A couple of movie notes today.
:: Sometimes I'll watch a film I remember positively from many years ago, and discover that my earlier feelings weren't quite warranted; other times I'll find that I didn't appreciate the film enough way back when. A case-in-point of the latter is From Here to Eternity, which I watched back when I was a senior in high school but have not seen since. I remember it being a terribly gritty and moving film, and my memories are pretty much accurate. I love the way all of the lives depicted in that film come together at the end, even if the people living them don't all know each other and never have a scene together. The Deborah Kerr character, for instance, is deeply affected in the end by the actions of Montgomery Clift's Robert E. Lee Prewitt, whose actions are shaped by Frank Sinatra's Maggio...and all of them are affected by Burt Lancaster, et cetera. There isn't a false note in that movie, and I love the grim sense of futility at the end, and of waste, when all of the struggles and character-dramas in the film are rendered moot by the events of December 7, 1941. I haven't seen too many WWII films, so I don't have a very large sample on which to base this, but this is still my favorite film of that war.

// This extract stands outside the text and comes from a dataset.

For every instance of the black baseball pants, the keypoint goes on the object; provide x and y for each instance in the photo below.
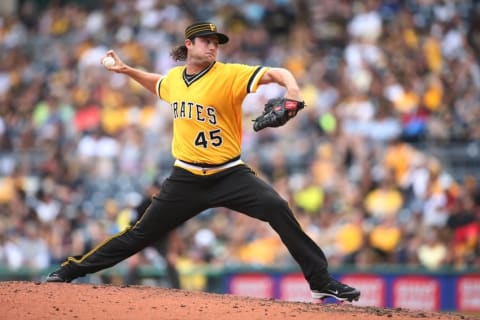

:: I knew I'd love Castle In the Sky. No other reaction was even possible. I can't conceive of not liking one of Hayao Miyazaki's films. So, I'm sure it's totally anticlimactic for me to report that yes, I loved it. It's the most straight-forward of Miyazaki's films, with less of the ambiguity between good and evil that so marks his later efforts like Princess Mononoke, but sometimes it's just fun to watch a pure, nasty villain at work who needs no other reason for being bad than that he is bad. And the visuals? My God, I'd love to see this movie on a big screen someday. Those airships are absolutely stunning in their invention, and if I say that Miyazaki has the same gift for visual worldbuilding that George Lucas has, I mean that as a high compliment. Miyazaki doesn't just create worlds that seem real, he creates worlds that I want to live in. I'd love to go to the city in Kiki's Delivery Service; I'd love to visit the forests and mountains of Princess Mononoke; and I'd be moved to tears if I could see the caverns and the airships of Castle in the Sky. And if I saw Laputa itself? I'd surely never stop weeping.
:: One cautionary note for parents of small children: when you get to the point where your kid is no longer afraid of the bathtub, and you want to keep it that way, don't let her stay in the room while you watch Titanic. Just trust me on this one, OK?